Foxston Park, Virginia, U.S., early Sunday morning,메이저사이트 February 18, 2001. A man in a suit hid a briefcase with white tape under a small wooden bridge over a creek. As he climbed over the bridge and returned to his car, two sport utility vehicles (SUVs) blocked his path in front and behind him. Federal Bureau of Investigation (FBI) agents heavily armed with automatic rifles shouted at him, “You’re under arrest for espionage.” This was the moment former FBI agent Robert Hanson (79, pictured), a double agent who spent 22 years passing thousands of pieces of classified U.S. information, including nuclear war plans, to the former Soviet Union and Russia, was caught.

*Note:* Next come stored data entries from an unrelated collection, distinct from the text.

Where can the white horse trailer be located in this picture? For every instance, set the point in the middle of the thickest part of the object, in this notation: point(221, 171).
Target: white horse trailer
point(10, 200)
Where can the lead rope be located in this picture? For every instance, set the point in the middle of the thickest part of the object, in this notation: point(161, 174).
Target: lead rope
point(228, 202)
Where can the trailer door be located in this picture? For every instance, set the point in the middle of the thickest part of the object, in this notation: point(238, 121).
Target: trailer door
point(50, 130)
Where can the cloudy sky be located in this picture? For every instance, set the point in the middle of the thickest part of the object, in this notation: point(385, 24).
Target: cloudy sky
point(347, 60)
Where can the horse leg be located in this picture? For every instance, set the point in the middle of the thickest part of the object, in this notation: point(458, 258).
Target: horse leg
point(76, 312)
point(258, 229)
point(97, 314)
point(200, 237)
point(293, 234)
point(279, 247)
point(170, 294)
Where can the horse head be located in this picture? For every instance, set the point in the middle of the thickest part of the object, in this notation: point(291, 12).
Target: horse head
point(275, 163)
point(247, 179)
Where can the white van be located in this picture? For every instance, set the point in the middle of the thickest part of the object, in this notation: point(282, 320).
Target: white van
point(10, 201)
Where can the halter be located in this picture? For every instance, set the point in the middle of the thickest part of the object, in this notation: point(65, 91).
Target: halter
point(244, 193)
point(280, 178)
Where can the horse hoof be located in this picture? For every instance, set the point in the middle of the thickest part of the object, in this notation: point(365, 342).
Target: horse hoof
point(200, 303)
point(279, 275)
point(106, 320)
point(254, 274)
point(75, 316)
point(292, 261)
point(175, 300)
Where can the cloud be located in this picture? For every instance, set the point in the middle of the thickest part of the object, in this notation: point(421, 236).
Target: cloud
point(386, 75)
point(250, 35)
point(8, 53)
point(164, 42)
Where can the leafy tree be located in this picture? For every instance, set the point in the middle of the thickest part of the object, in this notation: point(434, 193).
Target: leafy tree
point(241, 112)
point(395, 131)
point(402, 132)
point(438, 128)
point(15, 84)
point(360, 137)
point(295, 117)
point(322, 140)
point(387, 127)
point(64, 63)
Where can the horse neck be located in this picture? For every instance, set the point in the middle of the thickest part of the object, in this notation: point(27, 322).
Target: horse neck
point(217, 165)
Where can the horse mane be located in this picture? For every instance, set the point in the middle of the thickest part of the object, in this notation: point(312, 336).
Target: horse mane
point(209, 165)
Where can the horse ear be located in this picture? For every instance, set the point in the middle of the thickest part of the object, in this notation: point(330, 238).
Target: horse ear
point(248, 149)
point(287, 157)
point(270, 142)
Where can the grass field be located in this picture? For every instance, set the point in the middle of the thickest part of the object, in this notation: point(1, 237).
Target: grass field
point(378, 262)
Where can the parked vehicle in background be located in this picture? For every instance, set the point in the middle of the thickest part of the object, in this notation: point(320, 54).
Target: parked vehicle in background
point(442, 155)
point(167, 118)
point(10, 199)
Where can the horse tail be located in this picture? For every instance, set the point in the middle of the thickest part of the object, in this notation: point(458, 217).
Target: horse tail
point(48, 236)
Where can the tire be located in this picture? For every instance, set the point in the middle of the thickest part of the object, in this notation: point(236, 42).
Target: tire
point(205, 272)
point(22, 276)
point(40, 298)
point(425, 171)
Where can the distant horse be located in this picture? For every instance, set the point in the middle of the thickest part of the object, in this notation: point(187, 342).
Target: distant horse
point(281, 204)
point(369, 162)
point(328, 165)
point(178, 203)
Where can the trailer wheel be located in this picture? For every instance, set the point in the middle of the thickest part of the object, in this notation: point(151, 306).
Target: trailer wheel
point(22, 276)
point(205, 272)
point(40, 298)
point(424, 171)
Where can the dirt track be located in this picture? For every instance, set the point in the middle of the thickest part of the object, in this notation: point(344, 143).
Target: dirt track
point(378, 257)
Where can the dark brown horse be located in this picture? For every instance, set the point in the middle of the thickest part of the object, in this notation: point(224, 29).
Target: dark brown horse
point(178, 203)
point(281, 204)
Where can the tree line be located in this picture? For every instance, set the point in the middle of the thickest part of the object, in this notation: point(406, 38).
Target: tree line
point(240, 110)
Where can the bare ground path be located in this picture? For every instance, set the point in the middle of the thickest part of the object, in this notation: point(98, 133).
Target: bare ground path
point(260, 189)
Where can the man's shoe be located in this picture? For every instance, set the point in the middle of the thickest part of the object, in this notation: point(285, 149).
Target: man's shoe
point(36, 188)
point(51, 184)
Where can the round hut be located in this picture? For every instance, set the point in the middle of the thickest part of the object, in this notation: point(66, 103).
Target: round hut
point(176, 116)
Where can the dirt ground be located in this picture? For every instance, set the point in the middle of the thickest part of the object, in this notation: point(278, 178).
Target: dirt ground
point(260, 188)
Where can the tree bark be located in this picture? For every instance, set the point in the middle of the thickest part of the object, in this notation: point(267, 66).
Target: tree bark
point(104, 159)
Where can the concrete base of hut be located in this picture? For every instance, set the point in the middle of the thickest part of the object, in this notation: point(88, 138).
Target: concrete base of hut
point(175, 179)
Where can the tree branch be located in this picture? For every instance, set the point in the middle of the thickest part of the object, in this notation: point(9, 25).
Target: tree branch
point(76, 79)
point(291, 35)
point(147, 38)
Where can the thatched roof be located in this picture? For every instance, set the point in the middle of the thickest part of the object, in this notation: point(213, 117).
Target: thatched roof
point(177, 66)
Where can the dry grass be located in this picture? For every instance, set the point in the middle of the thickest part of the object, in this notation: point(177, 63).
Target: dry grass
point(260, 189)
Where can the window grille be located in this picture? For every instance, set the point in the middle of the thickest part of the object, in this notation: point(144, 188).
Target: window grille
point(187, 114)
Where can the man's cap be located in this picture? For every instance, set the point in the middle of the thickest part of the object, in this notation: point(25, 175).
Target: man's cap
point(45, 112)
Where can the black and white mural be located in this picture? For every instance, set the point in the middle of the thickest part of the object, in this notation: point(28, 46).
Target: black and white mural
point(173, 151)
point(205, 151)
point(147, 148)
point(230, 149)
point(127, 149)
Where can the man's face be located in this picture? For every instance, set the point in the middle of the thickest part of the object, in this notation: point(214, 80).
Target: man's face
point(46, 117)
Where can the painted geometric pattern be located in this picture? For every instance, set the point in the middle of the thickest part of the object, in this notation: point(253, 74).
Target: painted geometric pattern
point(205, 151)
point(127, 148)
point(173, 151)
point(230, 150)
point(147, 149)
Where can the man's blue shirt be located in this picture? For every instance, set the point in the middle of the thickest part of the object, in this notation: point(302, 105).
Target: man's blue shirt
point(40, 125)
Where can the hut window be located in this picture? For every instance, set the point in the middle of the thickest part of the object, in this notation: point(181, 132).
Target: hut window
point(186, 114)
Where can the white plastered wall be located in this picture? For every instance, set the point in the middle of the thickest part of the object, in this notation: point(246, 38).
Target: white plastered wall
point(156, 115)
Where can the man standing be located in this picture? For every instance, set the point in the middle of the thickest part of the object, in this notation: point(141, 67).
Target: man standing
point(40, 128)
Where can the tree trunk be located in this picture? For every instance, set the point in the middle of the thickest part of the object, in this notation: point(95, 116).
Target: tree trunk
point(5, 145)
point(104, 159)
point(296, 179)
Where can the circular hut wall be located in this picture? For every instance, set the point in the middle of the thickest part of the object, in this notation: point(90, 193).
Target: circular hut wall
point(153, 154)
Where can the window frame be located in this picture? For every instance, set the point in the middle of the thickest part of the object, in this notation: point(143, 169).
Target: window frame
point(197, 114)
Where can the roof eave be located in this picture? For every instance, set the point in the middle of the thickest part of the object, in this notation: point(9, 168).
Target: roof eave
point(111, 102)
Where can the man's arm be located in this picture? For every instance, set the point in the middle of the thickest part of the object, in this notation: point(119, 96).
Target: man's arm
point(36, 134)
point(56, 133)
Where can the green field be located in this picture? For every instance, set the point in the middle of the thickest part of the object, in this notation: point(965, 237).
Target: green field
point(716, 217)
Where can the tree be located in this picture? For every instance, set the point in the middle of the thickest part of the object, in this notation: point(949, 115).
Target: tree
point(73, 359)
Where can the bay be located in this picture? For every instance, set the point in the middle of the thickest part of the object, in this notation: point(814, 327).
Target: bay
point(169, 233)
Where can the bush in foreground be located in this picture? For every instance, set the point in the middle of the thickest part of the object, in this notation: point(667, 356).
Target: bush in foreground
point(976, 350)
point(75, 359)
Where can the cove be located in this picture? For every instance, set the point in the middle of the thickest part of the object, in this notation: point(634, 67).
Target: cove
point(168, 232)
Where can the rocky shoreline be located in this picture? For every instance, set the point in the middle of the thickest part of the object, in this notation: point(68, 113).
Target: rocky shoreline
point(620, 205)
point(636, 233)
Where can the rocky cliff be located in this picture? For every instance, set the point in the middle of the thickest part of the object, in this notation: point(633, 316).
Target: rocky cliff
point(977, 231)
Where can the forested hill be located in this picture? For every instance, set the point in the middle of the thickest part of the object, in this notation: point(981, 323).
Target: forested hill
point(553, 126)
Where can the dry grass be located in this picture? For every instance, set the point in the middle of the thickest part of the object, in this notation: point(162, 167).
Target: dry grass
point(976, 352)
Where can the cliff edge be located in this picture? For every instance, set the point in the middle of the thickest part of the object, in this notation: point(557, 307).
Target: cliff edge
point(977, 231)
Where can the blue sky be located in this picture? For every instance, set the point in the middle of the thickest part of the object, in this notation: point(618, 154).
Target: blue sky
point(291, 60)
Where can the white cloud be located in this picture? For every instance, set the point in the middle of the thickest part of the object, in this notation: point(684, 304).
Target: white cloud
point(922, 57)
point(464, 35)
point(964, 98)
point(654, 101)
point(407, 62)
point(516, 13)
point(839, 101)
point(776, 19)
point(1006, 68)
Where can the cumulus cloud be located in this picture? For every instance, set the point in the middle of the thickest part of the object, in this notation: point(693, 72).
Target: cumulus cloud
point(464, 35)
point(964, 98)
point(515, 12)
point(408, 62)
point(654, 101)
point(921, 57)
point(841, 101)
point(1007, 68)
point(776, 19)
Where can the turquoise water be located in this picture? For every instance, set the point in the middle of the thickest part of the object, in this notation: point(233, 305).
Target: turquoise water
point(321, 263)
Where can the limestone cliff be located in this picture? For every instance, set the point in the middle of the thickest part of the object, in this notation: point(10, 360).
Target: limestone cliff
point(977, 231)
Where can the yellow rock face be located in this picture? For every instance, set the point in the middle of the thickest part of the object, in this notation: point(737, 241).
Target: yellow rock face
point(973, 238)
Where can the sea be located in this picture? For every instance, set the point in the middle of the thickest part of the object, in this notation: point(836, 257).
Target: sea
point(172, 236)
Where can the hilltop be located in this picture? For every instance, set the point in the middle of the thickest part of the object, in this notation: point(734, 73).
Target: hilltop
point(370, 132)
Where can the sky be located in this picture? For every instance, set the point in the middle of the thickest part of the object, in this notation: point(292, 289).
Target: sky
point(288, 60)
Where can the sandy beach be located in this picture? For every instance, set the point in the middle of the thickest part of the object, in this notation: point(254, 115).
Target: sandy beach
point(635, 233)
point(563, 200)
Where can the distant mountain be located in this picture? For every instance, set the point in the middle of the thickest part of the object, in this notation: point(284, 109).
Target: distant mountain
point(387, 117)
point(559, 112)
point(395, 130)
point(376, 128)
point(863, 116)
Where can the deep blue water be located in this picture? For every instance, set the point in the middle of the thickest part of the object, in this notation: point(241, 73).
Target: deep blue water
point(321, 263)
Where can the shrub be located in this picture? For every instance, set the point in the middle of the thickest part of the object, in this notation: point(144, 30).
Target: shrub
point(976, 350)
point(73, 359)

Hanson, who has been called the worst espionage disaster in U.S. history, died in prison on June 6. “Mr. Hanson was found unconscious at the ADX Florence Federal Correctional Center in Colorado and was pronounced dead after failing to respond to emergency measures,” the NYT reported.
The wooden bridge used to pass secrets to Russia A small wooden bridge in Foxston Park, Virginia, where Robert Hanson, one of the “worst spies” in US intelligence history, used to leave classified US documents for his former Soviet and Russian counterparts. Courtesy of the U.S. Federal Bureau of Investigation (FBI)
A former Chicago Police Department accountant who became an FBI agent in 1976, Hanson first became a double agent in 1979 when he was paid to pass information to the former Soviet military intelligence service (GRU). While working to identify former Soviet informants in the U.S. who were double agents, he passed along a list of Russian Central Intelligence Agency (CIA) agents who had operated in the former Soviet Union. All were executed.
Moving to FBI headquarters in Washington, Hanson passed on a wealth of classified information to the Soviet Union and Russia, including U.S. strategy in the event of a nuclear war, U.S. military weapons development plans, and U.S. intelligence wiretap networks. Using the pseudonym “Ramon Garcia,” he would disappear, leaving a briefcase hidden at an agreed-upon location.
The double-agent scheme was uncovered when the FBI, which had obtained a list of KGB spies from a Russian informant, used Hanson’s briefcase prints to identify him.
After 22 years and $1.4 million in cash and diamonds, Hanson was sentenced to life in prison without parole in Florence. Dubbed a “clean hell,” it is a maximum-security, solitary confinement prison where escape is impossible. It houses felons such as Mexican drug lord Joaquin “El Chapo” Guzman, the Boston Marathon bombers, and the 9-11 terrorists.